Estas cartas, escritas en un tono íntimo y reflexivo, ofrecen una visión única de la mente de Grierson y su compromiso con la cultura, la educación y el movimiento feminista. Recopiladas en el libro “Cartas de un delirio”, estas escrituras revelan una faceta más profunda y personal de una de las mujeres más importantes de la biografía argentina.
El delirio de Cecilia Grierson, que se extendió por varios años, comenzó en 1889 cuando decidió dejar su país natal para continuar su formación médica en Europa. A través de sus cartas, podemos seguir su órbita por ciudades como París, Londres y Berlín, donde se encontró con importantes figuras de la medicina y la educación, así como con líderes del movimiento feminista.
En sus cartas, Grierson no solo comparte sus observaciones culturales y su entusiasmo por aprender, sino que también reflexiona sobre su papel como mujer y profesional en una sociedad patriarcal. A menudo, se lamenta de la falta de oportunidades para las mujeres en Argentina y se inspira en las mujeres europeas que luchan por sus derechos y su educación.
Una de las principales preocupaciones de Grierson durante su delirio fue su formación médica. A pesar de ser una de las primeras mujeres en obtener un título en medicina en Argentina, ella sentía que aún tenía mucho por aprender. En sus cartas, describe sus experiencias en hospitales y clínicas, y su admiración por los avances médicos en Europa.
Sin embargo, Grierson no solo se enfocó en su formación profesional, sino que también aprovechó su delirio para aprender sobre educación y pedagogía. En sus cartas, comparte sus impresiones sobre diferentes métodos de enseñanza y su deseo de aplicarlos en su país natal. Esta pasión por la educación fue una constante en la vida de Grierson, quien fundó la primera escuela de enfermería en Argentina y abogó por una educación igualitaria para mujeres y hombres.
Pero lo que más destaca en las cartas de Grierson es su compromiso con el movimiento feminista. A través de sus encuentros con líderes feministas en Europa, como Emmeline Pankhurst y Marie Curie, Grierson se inspiró para continuar su lucha por los derechos de las mujeres en Argentina. En sus cartas, expresa su deseo de ver a las mujeres de su país alcanzar la igualdad y la libertad que disfrutan las mujeres europeas.

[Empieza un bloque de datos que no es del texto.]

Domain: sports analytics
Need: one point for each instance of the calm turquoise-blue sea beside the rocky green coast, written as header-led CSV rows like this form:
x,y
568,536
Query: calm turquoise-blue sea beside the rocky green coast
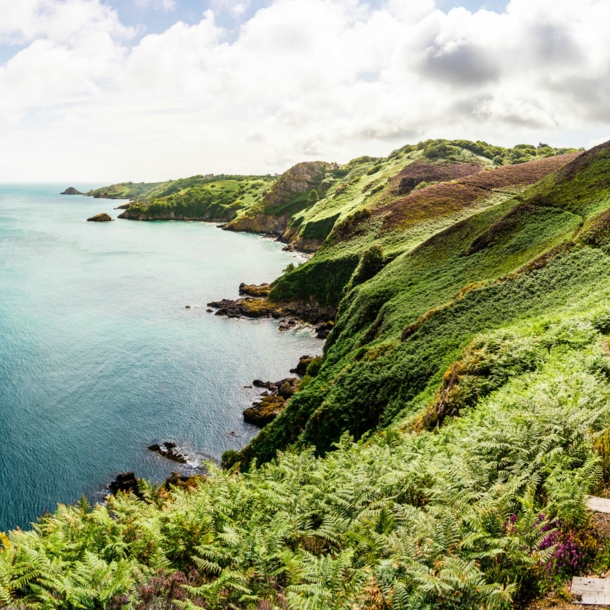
x,y
99,357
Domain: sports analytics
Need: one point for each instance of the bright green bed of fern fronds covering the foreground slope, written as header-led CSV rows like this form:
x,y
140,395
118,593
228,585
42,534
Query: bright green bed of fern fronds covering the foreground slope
x,y
486,512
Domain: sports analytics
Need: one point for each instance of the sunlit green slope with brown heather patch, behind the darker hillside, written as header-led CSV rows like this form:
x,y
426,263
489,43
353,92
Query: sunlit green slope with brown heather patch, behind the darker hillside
x,y
364,208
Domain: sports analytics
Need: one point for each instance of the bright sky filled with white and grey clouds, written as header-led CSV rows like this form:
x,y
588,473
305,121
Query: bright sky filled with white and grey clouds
x,y
110,90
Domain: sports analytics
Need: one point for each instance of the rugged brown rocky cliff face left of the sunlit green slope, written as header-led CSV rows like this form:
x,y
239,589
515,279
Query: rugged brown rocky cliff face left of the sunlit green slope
x,y
293,192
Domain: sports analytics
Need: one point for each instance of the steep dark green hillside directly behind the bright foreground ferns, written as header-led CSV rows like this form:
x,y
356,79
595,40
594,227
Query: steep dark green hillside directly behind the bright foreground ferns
x,y
397,333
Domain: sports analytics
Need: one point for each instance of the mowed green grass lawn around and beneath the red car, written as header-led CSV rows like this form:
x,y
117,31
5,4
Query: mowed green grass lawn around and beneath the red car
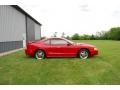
x,y
17,68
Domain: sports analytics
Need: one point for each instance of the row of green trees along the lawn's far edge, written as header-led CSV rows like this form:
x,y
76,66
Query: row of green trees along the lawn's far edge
x,y
112,34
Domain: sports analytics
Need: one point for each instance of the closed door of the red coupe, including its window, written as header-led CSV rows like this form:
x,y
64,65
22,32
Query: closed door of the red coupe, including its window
x,y
61,48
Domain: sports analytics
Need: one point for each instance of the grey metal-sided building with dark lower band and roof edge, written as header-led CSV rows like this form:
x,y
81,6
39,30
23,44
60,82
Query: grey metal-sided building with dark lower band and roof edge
x,y
16,28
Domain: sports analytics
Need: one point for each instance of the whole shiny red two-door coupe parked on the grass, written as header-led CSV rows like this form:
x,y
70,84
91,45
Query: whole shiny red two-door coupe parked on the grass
x,y
59,47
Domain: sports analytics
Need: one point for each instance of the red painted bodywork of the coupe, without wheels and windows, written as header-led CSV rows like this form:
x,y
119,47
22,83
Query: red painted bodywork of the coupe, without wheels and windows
x,y
64,50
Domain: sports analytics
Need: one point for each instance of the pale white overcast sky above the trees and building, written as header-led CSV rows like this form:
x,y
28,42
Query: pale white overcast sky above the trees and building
x,y
73,16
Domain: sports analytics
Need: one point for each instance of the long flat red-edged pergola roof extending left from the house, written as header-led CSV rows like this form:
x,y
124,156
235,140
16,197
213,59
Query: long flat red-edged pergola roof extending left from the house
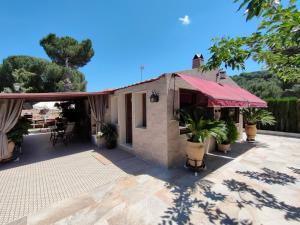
x,y
53,96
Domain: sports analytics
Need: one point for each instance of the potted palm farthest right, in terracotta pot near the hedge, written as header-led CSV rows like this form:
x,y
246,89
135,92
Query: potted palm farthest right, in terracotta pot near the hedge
x,y
254,115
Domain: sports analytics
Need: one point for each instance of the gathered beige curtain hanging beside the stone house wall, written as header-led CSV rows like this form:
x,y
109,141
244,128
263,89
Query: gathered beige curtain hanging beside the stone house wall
x,y
98,105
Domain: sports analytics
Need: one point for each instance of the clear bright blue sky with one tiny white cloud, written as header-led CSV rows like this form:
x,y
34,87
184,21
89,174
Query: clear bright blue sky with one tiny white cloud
x,y
162,35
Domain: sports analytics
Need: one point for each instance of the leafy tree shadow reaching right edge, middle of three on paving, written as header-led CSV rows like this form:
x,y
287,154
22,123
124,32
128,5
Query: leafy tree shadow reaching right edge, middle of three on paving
x,y
262,199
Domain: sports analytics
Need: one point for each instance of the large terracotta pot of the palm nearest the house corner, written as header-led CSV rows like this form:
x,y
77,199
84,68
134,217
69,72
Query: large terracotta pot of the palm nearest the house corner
x,y
195,153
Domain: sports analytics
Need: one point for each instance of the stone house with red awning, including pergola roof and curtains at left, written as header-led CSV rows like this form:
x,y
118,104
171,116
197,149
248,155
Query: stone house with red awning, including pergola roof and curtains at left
x,y
145,112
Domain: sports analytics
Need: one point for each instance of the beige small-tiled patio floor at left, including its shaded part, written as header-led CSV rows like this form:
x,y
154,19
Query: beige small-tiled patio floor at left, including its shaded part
x,y
45,175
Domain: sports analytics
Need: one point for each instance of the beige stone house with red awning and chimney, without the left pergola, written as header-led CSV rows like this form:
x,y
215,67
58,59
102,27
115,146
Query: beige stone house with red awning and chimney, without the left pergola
x,y
145,112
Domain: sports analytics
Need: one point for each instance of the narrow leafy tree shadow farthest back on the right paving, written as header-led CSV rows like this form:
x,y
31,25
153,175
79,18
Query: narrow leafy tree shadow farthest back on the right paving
x,y
269,176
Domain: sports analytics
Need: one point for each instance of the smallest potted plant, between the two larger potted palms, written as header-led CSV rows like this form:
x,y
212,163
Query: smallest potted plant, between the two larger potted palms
x,y
232,135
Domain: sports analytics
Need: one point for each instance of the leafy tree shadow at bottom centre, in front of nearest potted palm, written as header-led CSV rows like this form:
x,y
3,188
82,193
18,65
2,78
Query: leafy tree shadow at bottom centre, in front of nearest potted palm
x,y
185,203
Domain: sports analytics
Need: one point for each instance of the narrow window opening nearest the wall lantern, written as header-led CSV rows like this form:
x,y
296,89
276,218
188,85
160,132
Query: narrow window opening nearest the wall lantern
x,y
140,110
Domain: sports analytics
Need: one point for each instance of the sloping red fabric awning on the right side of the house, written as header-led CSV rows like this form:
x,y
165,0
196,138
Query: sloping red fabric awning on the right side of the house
x,y
224,95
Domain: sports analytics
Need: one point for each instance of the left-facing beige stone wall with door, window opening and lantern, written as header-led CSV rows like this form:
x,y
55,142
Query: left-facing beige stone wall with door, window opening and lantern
x,y
148,142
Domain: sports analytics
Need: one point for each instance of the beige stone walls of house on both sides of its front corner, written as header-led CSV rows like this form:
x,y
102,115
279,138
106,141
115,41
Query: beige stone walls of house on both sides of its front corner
x,y
159,141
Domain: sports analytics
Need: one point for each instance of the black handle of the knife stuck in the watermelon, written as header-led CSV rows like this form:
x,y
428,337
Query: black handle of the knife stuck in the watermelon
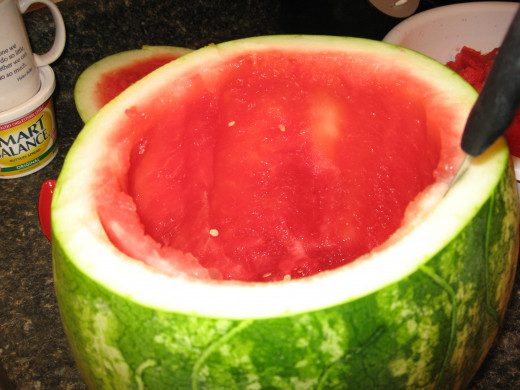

En resumen, “Cartas de un delirio” es una lectura fascinante que nos permite conocer a Cecilia Grierson en un nivel más profundo y personal. A través de sus escritos, podemos ver su pasión por la cultura, su dedicación a la formación profesional y su compromiso con el movimiento feminista. Este libro es una valiosa adición al legado de una de las mujeres más importantes de la biografía argentina y nos permite apreciar aún más su impacto en la sociedad.